Trouble-shooting

As with all types of FEM modelling and analyses, one may encounter some challenges in terms of convergence issues and subsequent poor reliability in the analysis results. The cause of the convergence issues may be countless – it may span from improper discretization, human errors such as incorrect material data, lack of damping in your model, too much damping in your model and so on.

There is unfortunately no quick fix, or one fix for all problems that you may encounter when working with dynamic analysis. In the following sections, some suggestions to improve the quality of convergence in your model is presented. These suggestions assume that you have control over the material data for your lice skirt (and other components in your model as well).

When trouble-shooting, the user is encouraged to simplify the problem and the model in order to reduce possible sources of errors. Then conduct one change at a time, to keep track of the effect of the introduced changes.

Discretization of lice skirt panels

Building FEM-models one will always encounter the trade-off between the level of details, number of elements and access to computer power. The more comprehensive the model is, the more time and effort is needed to solve the differential equations.

In some situations, too few membrane panels representing the lice skirt may cause the model to be too stiff, especially in the water line where waves contribute to large response. The user may then introduce additional elements on the lice skirt in the vicinity of the water line. This is illustrated in the figure below.

Bear in mind, the convergence issue might as well be due to too many elements in the lice skirt. Making it too soft may introduce unrealistic large response. The user is encouraged to try either to increase or decrease the number of elements in the vicinity of the water line.

Discretization of time-domain analysis

The discretization of the time-domain analysis is governed by Num total steps for waves and Num steps for one wave.

For hydrodynamic problems that encounter large deformations over short period of time, it can help to increase the number of steps. This better enables AquaSim to capture differences in forces and displacements between iterations.
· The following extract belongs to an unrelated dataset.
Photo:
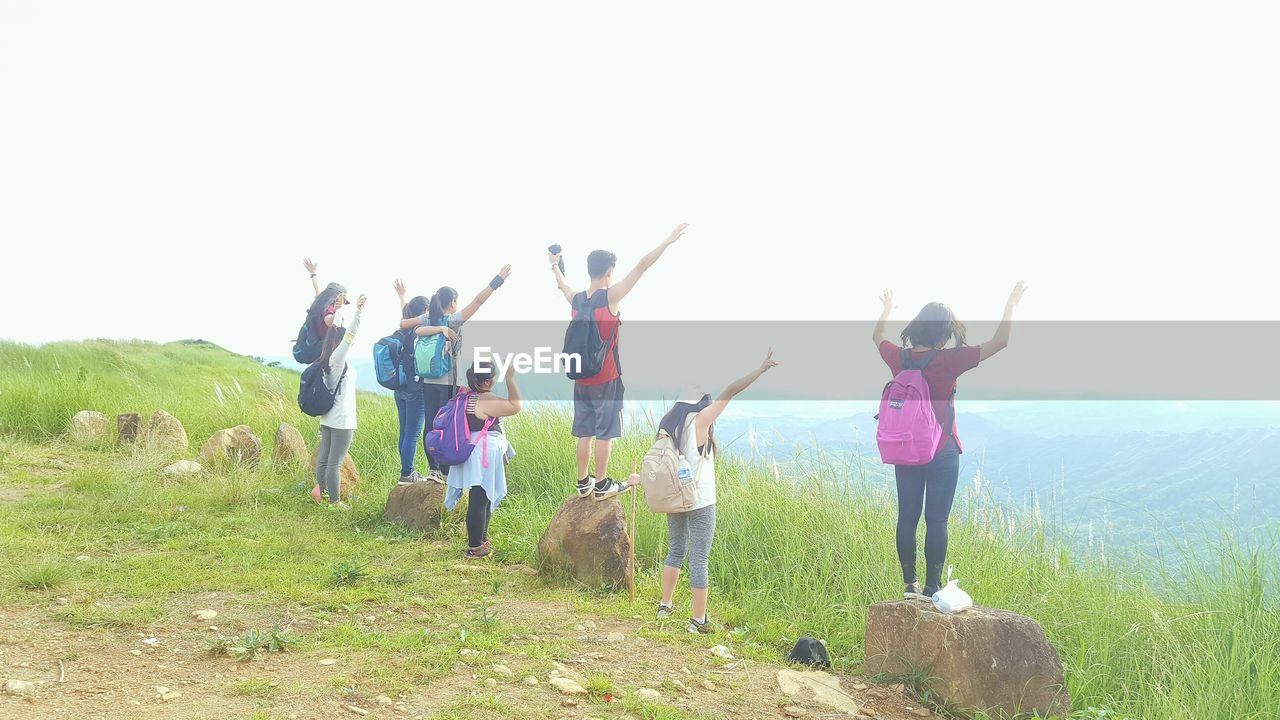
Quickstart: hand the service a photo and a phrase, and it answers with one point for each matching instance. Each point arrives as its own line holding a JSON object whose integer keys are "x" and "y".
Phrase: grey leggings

However, this will only have a limited effect. You will come to a point where increasing the number of steps does not have any effect – you will also have the trade-off that increased number of steps will affect the computational time of your analysis.

Convergence criteria

The Convergence criteria (and Change dynamic convergence criteria) simply explained, is the tolerance that regulates when AquaSim should be satisfied with one analysis-step and move to the next. The larger this value, the larger difference in forces and displacements are allowed between each iteration in an analysis-step.

Having this too strict or too spacious, this can make it difficult to achieve convergence in the analyses. The user may try to tighten the convergence criteria – or vice versa – to see if this improves convergence.

Load model

For highly deformable structures like lice skirts, the load model Flexible tarp can sometimes struggle to converge due to large local deformations near the free surface. Applying the hybrid load model Hybrid flexible tarp/ Numerical diffraction may reduce these issues because it separates the load calculations into two parts. The Numerical diffraction part provides a more stable, linearized wave excitation force, independent of deformation of the lice skirt. The Flexible tarp part provides non-linear drag forces and deformation-dependent loads that are important to achieve realistic response.
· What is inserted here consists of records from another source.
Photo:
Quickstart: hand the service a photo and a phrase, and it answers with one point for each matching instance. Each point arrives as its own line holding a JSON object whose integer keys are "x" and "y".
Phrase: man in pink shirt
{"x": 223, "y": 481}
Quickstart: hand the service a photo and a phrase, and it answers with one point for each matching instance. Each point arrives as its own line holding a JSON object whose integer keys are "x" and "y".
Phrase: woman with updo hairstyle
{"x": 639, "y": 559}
The user can, as a suggestion, try the hybrid model with a weight factor of 0.25, as seen in the figure below. Meaning that the Flexible tarp model is weighted 75% and the Numerical diffraction is weighted 25%.

Numerical diffraction calculates hydrodynamic forces applying the open-source NEMOH algorithm. It is based on linear potential flow theory and solves the hydrodynamic boundary value problem by distributing sink and sources on the panel. The Added mass coefficient and Hydrodynamic damping coefficients then acts as scaling factors the added mass and damping found by NEMOH.

Summary

In this tutorial you have been presented in detail the different parameters that determines the loads on lice skirts, comparison of loads with and without lice skirts, and at last some trouble-shooting suggestions for your model.
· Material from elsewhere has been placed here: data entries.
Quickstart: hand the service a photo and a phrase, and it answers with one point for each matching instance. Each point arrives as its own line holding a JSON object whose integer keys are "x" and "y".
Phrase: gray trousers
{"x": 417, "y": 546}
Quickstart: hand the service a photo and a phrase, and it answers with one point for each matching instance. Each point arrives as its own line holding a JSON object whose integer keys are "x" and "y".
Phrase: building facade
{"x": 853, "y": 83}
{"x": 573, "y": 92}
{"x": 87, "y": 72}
The user must have in mind that dealing with hydrodynamical problems in FEM software can be a challenging task due to large deformations and complex load transfers between components. There are no one-fix for all issues that may arise. When trouble-shooting, the user is encouraged to simplify the problem and the model in order to reduce possible sources of errors. Then conduct one change at a time, in order to keep track of the effect of the introduced changes.

Remember, if you want more in-depth information about lice skirt parameters and other impermeable structures check out these references (Aquastructures, 2025b) (Aquastructures, 2025a).

References

Aquastructures. (2025a). Loads on impermeable nets and large volume objects in AquaSim. TR-FOU-2328-5-Rev 10.
Aquastructures. (2025b). Lice skirt and Closed compartment - Impermeable properties in AquaSim. TN-FOU-100004-7.
Aquastructures. (2025c, TR-20000-583-1). AquaEdit User Manual.